Du coté des structures, tout le pôle féminin est à Sainte Germaine. Nous avons tout ce qu’il faut car nous pouvons utiliser le petit terrain derrière à Sainte Germaine, à côté de notre club House qui est bien plus pratique. La première année comme nous étions toutes mamans de jeunes enfants, une baby-sitter s’occupait de nos enfants au foyer pendant l’entraînement, ce qui nous laissait une sérénité et ne nous donnait plus d’excuse pour ne pas venir. Il a fallu chercher des éducatrices et les former au diplôme. Dans mon recrutement j’ai toujours pris des profils d’éducatrice. Ça me permet d’avoir un peu plus de recul sur le terrain et un œil plus formateur. Aujourd’hui, nous avons une équipe U9, U11, U13, une U17 à 11 et des seniors à 11 et une à huit. Cela fait une centaine de licenciées.

« Je n’ai pas eu d’autre choix que de m’imposer »

Quels sont vos souhaits pour le développement du foot féminin ?
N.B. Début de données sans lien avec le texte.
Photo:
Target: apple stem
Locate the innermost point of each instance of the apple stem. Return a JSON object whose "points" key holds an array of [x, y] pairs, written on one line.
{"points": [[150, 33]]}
Forcément, j’aimerais que le nombre de licenciés augmente, c’est une réelle ambition. Nous avons au sein des instances des cadres techniques garçon, il serait bien qu’on en est autant pour les filles. Il faut mettre beaucoup plus de moyens d’autant qu’il y a la coupe du monde en 2019. Je suis par ailleurs déçue qu’il n’y ait pas de match à Bordeaux et Toulouse. Il faudra aller à Montpellier ou Rennes. Je ne comprends pas cette démarche politique d’attribution, il aurait fallu contenter tout le monde afin de permettre au football féminin de se développer un peu plus. J’aimerais aussi que l’école primaire permettre une activité foot plus développé pour les petites filles afin qu’elles jouent à cette activité dans leur cycle mais aussi dans les cours de récré. Il y a encore plein de mentalité à changer. Je sais que ça va évoluer, mais je pense que certaines mentalités seront difficiles à changer. C’est un peu comme la société ce qui arrive sur le terrain par le biais de nos enfants. Il faut respecter la femme en général et la place de la femme dans la société. A l’époque où je passais mes diplômes,  j’étais seule au milieu de 30 mecs. Je n’ai pas eu d’autre choix que de m’imposer. Je ne baisse pas les bras et je continue de relever les manches afin de montrer une belle image du foot. Je suis un petit peu féministe mais il est important que que l’on sache que l’on peut jouer au foot et en plus être très féminine.

Natacha Berton
Né le 20 juillet 1978
Joueuse : Grayan-et-l’hôpital, Tours, Soyaux, Blanquefort, Stade Bordelais.